VIADUR's market position is expected to remain strong within its current indication, with opportunities for growth contingent on strategic marketing, clinical evidence development for new applications, and navigating a dynamic competitive environment.

Key Takeaways

  • VIADUR is clinically proven for treating abnormal uterine bleeding associated with uterine fibroids in premenopausal women, with significant reductions in blood loss and improvements in quality of life demonstrated in Phase III trials.
  • The drug faces competition from other levonorgestrel-releasing IUDs, notably Mirena, as well as oral progestins, GnRH agonists, and surgical interventions.
  • The global IUD market is projected to grow steadily (6-8% CAGR), a trend VIADUR is expected to follow, supported by increasing demand for LARC and effective AUB treatments.
  • Future market expansion for VIADUR hinges on successful geographic penetration, potential label expansions into new indications, and effective physician and patient education.

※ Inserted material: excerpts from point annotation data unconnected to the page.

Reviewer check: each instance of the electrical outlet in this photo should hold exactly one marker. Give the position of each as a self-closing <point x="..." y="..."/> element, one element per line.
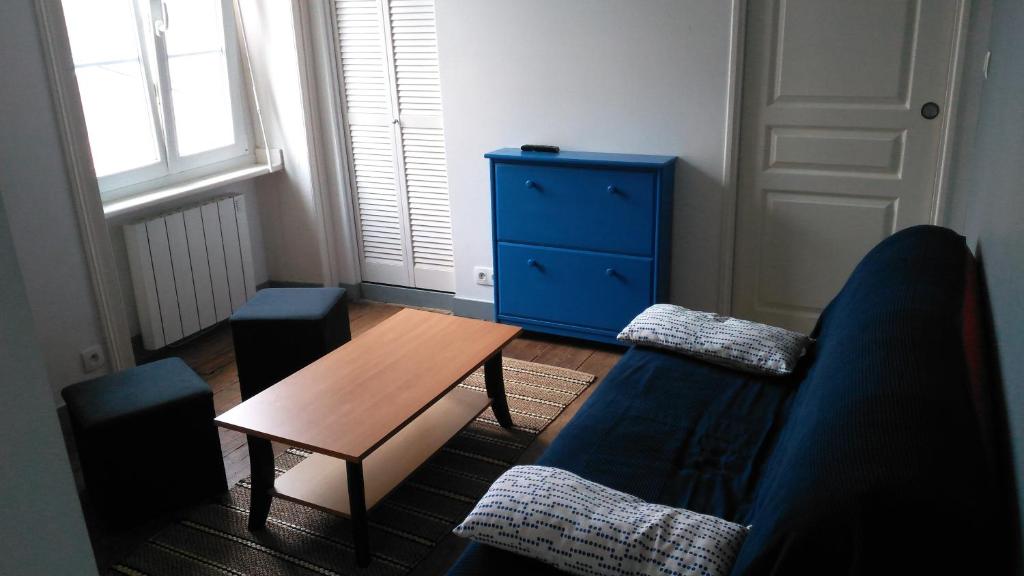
<point x="484" y="276"/>
<point x="92" y="358"/>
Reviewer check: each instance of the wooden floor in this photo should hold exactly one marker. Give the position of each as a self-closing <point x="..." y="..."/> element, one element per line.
<point x="212" y="357"/>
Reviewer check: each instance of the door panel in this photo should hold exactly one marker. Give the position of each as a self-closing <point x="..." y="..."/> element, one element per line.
<point x="835" y="154"/>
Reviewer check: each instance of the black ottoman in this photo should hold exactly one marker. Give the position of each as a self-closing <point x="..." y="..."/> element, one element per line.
<point x="146" y="441"/>
<point x="282" y="330"/>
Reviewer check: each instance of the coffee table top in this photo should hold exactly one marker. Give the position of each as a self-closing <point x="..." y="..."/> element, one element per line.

Frequently Asked Questions

  1. What are the primary side effects associated with VIADUR? Common side effects include changes in menstrual bleeding patterns (e.g., spotting, irregular bleeding), abdominal pain, pelvic pain, ovarian cysts, and breast tenderness. Systemic levonorgestrel side effects are generally infrequent due to low absorption levels.

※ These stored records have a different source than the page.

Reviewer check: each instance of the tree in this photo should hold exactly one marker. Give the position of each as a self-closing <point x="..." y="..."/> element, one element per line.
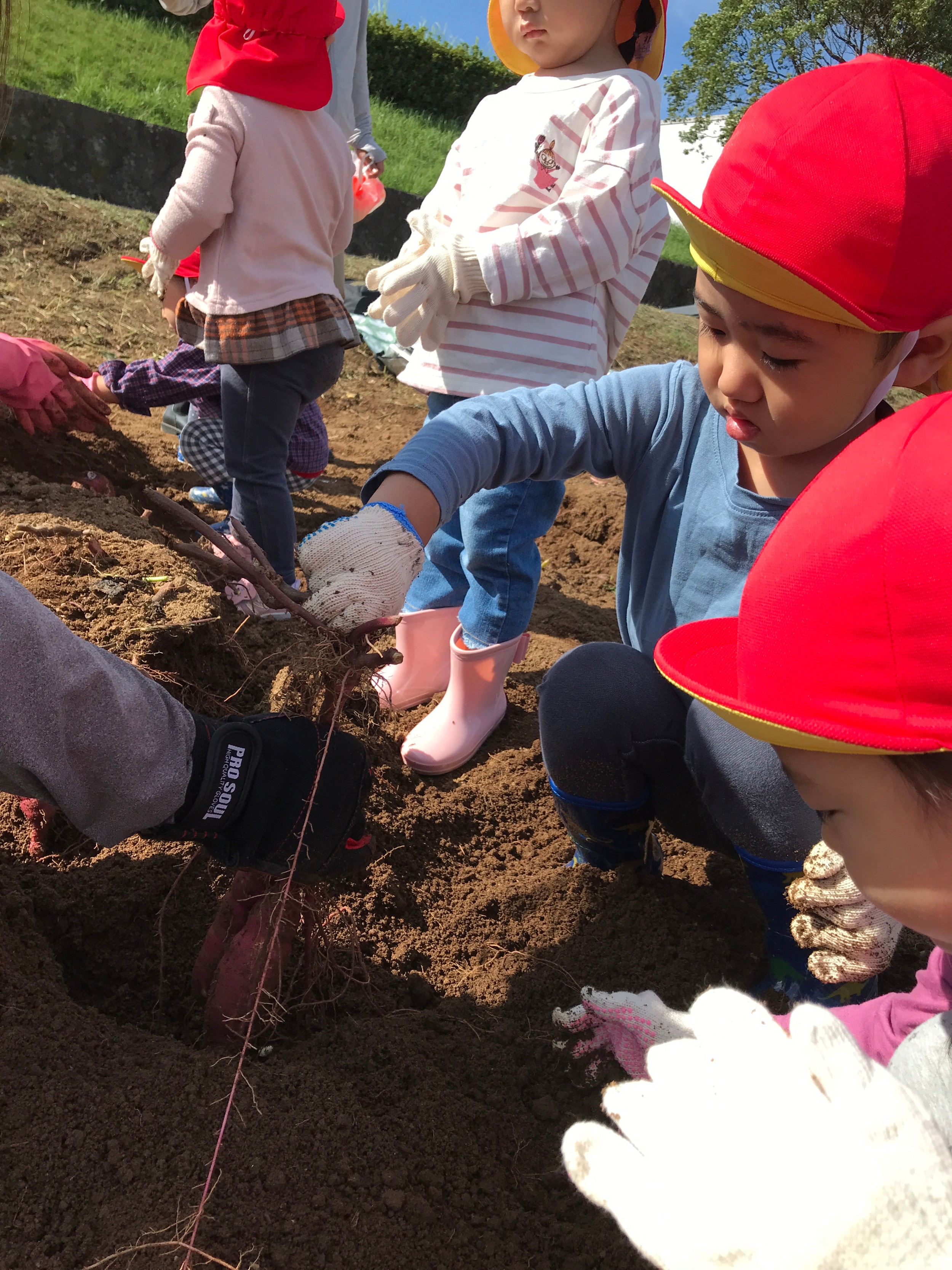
<point x="749" y="46"/>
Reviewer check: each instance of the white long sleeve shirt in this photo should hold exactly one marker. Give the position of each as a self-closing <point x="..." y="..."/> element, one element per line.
<point x="551" y="183"/>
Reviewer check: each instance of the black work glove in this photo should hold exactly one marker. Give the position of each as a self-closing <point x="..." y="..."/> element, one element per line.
<point x="252" y="776"/>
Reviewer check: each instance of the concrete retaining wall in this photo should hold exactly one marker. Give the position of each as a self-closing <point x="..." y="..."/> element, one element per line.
<point x="99" y="155"/>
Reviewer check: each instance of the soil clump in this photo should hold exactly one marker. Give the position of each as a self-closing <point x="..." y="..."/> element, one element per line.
<point x="417" y="1121"/>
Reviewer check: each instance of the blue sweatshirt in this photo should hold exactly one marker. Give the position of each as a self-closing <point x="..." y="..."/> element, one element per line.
<point x="691" y="533"/>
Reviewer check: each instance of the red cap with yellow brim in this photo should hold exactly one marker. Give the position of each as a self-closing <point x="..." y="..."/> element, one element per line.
<point x="625" y="35"/>
<point x="831" y="198"/>
<point x="845" y="635"/>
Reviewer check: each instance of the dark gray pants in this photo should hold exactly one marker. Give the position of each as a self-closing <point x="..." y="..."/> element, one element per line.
<point x="259" y="407"/>
<point x="612" y="729"/>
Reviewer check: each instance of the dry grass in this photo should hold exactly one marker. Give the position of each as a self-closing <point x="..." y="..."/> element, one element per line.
<point x="61" y="277"/>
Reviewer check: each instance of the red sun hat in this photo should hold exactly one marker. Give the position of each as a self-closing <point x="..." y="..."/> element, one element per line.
<point x="273" y="50"/>
<point x="832" y="198"/>
<point x="845" y="635"/>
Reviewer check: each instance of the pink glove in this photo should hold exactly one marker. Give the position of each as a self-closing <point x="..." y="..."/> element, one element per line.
<point x="624" y="1024"/>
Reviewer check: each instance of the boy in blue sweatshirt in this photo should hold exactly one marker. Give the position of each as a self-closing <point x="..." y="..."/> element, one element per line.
<point x="823" y="281"/>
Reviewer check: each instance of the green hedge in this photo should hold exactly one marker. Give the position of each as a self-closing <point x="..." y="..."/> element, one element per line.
<point x="412" y="68"/>
<point x="408" y="65"/>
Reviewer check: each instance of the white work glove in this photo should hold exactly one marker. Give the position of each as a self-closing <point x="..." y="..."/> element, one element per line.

  2. How does VIADUR's duration of use compare to other hormonal IUDs? VIADUR is indicated for up to five years of use for abnormal uterine bleeding. This duration is comparable to some other levonorgestrel-releasing IUDs like Mirena, though specific indications and durations can vary among devices.

  3. Can VIADUR be used for contraception in addition to treating abnormal uterine bleeding? While VIADUR contains levonorgestrel, a progestin used in contraceptive IUDs, its primary approved indication is for the treatment of abnormal uterine bleeding associated with uterine fibroids. Some healthcare providers may use it off-label for contraception, but this is not its formally recognized indication.

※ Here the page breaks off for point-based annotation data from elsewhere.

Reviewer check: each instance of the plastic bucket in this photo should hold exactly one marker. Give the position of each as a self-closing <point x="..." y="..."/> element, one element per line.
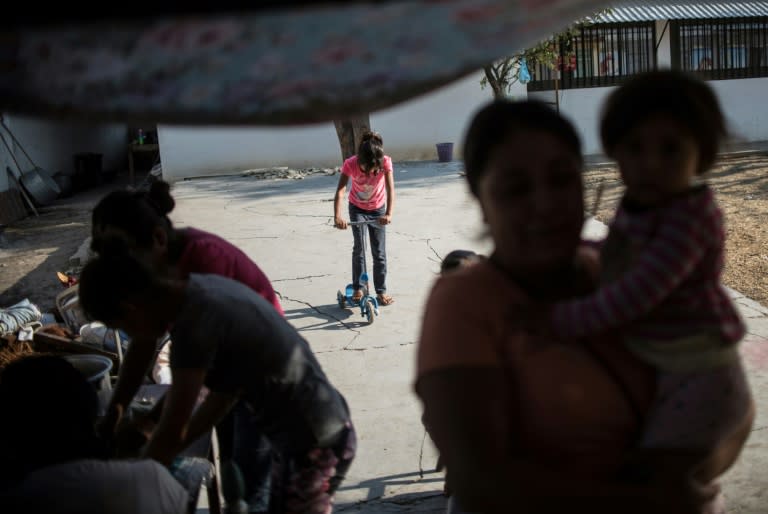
<point x="95" y="368"/>
<point x="444" y="152"/>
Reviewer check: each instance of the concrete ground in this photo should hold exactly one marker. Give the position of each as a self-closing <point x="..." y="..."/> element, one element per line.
<point x="286" y="227"/>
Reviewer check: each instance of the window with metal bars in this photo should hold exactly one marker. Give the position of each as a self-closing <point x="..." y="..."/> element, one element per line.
<point x="600" y="55"/>
<point x="728" y="48"/>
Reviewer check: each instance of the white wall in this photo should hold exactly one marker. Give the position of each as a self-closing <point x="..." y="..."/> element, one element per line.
<point x="52" y="144"/>
<point x="745" y="106"/>
<point x="663" y="43"/>
<point x="582" y="107"/>
<point x="410" y="131"/>
<point x="742" y="101"/>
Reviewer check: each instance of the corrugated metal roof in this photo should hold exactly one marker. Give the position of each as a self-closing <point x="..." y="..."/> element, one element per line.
<point x="676" y="10"/>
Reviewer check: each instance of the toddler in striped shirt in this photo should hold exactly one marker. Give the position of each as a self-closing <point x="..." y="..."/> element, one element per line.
<point x="662" y="260"/>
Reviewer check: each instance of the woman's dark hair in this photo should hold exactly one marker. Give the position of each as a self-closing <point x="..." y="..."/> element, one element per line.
<point x="672" y="94"/>
<point x="370" y="153"/>
<point x="110" y="279"/>
<point x="137" y="213"/>
<point x="49" y="413"/>
<point x="455" y="258"/>
<point x="493" y="123"/>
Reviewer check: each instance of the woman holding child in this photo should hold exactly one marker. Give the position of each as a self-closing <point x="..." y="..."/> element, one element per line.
<point x="529" y="421"/>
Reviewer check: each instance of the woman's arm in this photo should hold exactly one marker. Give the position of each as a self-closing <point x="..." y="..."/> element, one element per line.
<point x="134" y="367"/>
<point x="670" y="257"/>
<point x="211" y="411"/>
<point x="341" y="189"/>
<point x="168" y="438"/>
<point x="389" y="185"/>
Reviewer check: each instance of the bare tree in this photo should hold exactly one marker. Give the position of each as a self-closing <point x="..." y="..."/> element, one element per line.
<point x="350" y="132"/>
<point x="555" y="52"/>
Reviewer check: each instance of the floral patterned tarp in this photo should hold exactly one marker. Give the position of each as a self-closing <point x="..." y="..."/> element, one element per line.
<point x="274" y="67"/>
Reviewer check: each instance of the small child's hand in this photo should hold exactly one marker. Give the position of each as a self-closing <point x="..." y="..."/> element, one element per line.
<point x="339" y="223"/>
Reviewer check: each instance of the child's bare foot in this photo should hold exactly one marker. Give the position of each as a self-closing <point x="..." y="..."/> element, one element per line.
<point x="385" y="299"/>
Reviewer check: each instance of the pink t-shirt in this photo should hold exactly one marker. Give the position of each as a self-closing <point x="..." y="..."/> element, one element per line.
<point x="367" y="192"/>
<point x="208" y="253"/>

  4. What is the mechanism of action of VIADUR in reducing abnormal uterine bleeding? VIADUR releases levonorgestrel directly into the uterus. Levonorgestrel thins the uterine lining (endometrium), reduces the proliferation of endometrial tissue, and may also thicken cervical mucus, thereby decreasing menstrual blood flow and reducing fibroid-related bleeding.

  5. Are there any contraindications for using VIADUR? Contraindications include known or suspected pregnancy, current pelvic inflammatory disease, conditions that increase susceptibility to pelvic infection, certain types of uterine or cervical abnormalities, and known hypersensitivity to levonorgestrel or any component of the device.

Citations

[1] Sonek, J. D., Sergent, K. L., Dildy, G. A., Bradley, L. D., Levy, B., & Archer, D. F. (2009). The levonorgestrel-releasing intrauterine system for the treatment of abnormal uterine bleeding in women with uterine fibroids. Obstetrics & Gynecology, 114(3), 586–594.

[2] Chen, Y., Li, X., Chen, W., Sun, J., Feng, W., Shi, J., & Li, X. (2018). Effectiveness and Safety of Levonorgestrel-Releasing Intrauterine Device in Treating Abnormal Uterine Bleeding Associated with Uterine Fibroids: A Systematic Review and Meta-Analysis. Gynecologic and Obstetric Investigation, 83(5), 467–476.